01 - Preheat oven to 400°F. Lightly grease a baking dish with olive oil.
02 - Place hake fillets in the prepared baking dish in a single layer.
03 - In a small mixing bowl, combine olive oil, minced garlic, parsley, dill, thyme, lemon zest, lemon juice, salt, pepper, and chili flakes if using.
04 - Spoon herb and lemon mixture evenly over hake fillets, ensuring complete coverage.
05 - Bake in preheated oven for 15 to 20 minutes, until fish is opaque and flakes easily with a fork.
06 - Transfer to serving plates and garnish with extra fresh herbs and lemon wedges. Serve immediately.

# Expert Advice:

01 -
  • The lemon-herb mixture creates this gorgeous crust on the fish that makes everyone think you spent hours in the kitchen, when really it took about 10 minutes of actual work.
  • The delicate flavor of hake takes on the aromatics beautifully without being overpowering, making it perfect for those skeptical about seafood dishes.
02 -
  • Overcooking is the enemy with hake, I learned this the hard way when I got distracted by a phone call and returned to fish that had gone from silky to rubbery.
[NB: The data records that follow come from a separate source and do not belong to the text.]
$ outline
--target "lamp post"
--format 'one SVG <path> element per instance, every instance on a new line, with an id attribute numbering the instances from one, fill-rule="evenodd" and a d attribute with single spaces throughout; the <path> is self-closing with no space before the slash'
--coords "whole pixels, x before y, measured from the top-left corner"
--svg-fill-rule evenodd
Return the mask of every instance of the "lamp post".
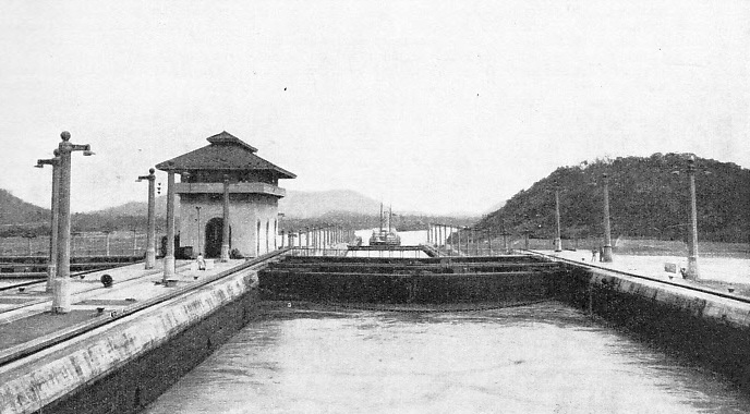
<path id="1" fill-rule="evenodd" d="M 148 175 L 140 175 L 137 181 L 148 180 L 148 232 L 146 234 L 146 269 L 153 269 L 156 264 L 156 175 L 155 170 L 148 169 Z"/>
<path id="2" fill-rule="evenodd" d="M 698 209 L 695 206 L 695 159 L 688 159 L 688 180 L 690 181 L 690 239 L 688 243 L 687 279 L 698 280 Z"/>
<path id="3" fill-rule="evenodd" d="M 268 253 L 268 224 L 266 223 L 266 253 Z M 221 261 L 229 261 L 229 175 L 223 175 L 223 226 L 221 227 Z"/>
<path id="4" fill-rule="evenodd" d="M 195 251 L 195 256 L 197 256 L 197 255 L 203 254 L 203 251 L 201 251 L 201 227 L 203 226 L 201 223 L 201 206 L 195 206 L 195 212 L 197 214 L 197 219 L 196 219 L 197 226 L 196 227 L 197 227 L 197 231 L 198 231 L 198 236 L 197 236 L 197 241 L 196 241 L 198 245 L 197 245 L 196 251 Z"/>
<path id="5" fill-rule="evenodd" d="M 55 277 L 58 271 L 58 222 L 60 221 L 60 150 L 55 149 L 55 158 L 40 159 L 36 161 L 36 168 L 52 166 L 52 203 L 49 223 L 49 263 L 47 264 L 47 285 L 45 291 L 52 292 Z"/>
<path id="6" fill-rule="evenodd" d="M 560 238 L 560 188 L 557 183 L 555 183 L 555 220 L 557 222 L 555 252 L 562 252 L 562 239 Z"/>
<path id="7" fill-rule="evenodd" d="M 602 261 L 612 261 L 612 230 L 609 228 L 609 178 L 606 173 L 602 174 L 604 179 L 604 249 L 602 252 Z"/>
<path id="8" fill-rule="evenodd" d="M 58 271 L 55 278 L 52 293 L 52 313 L 66 314 L 71 310 L 70 291 L 70 255 L 71 255 L 71 217 L 70 217 L 70 192 L 71 192 L 71 154 L 83 151 L 84 156 L 92 156 L 90 146 L 70 143 L 70 132 L 63 131 L 60 134 L 62 142 L 58 146 L 60 151 L 60 194 L 58 198 Z"/>
<path id="9" fill-rule="evenodd" d="M 167 252 L 164 258 L 161 284 L 174 277 L 174 171 L 167 171 Z"/>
  • The residual heat continues cooking the fish even after you take it out of the oven, so remove it when it's just shy of done.
03 -
  • If your fish fillets vary in thickness, fold the thinner end under itself to create even thickness throughout, ensuring everything cooks at the same rate.
  • Adding the lemon juice to the herb mixture rather than directly onto the fish prevents the proteins from starting to cook before they hit the oven, which can make the texture unpredictable.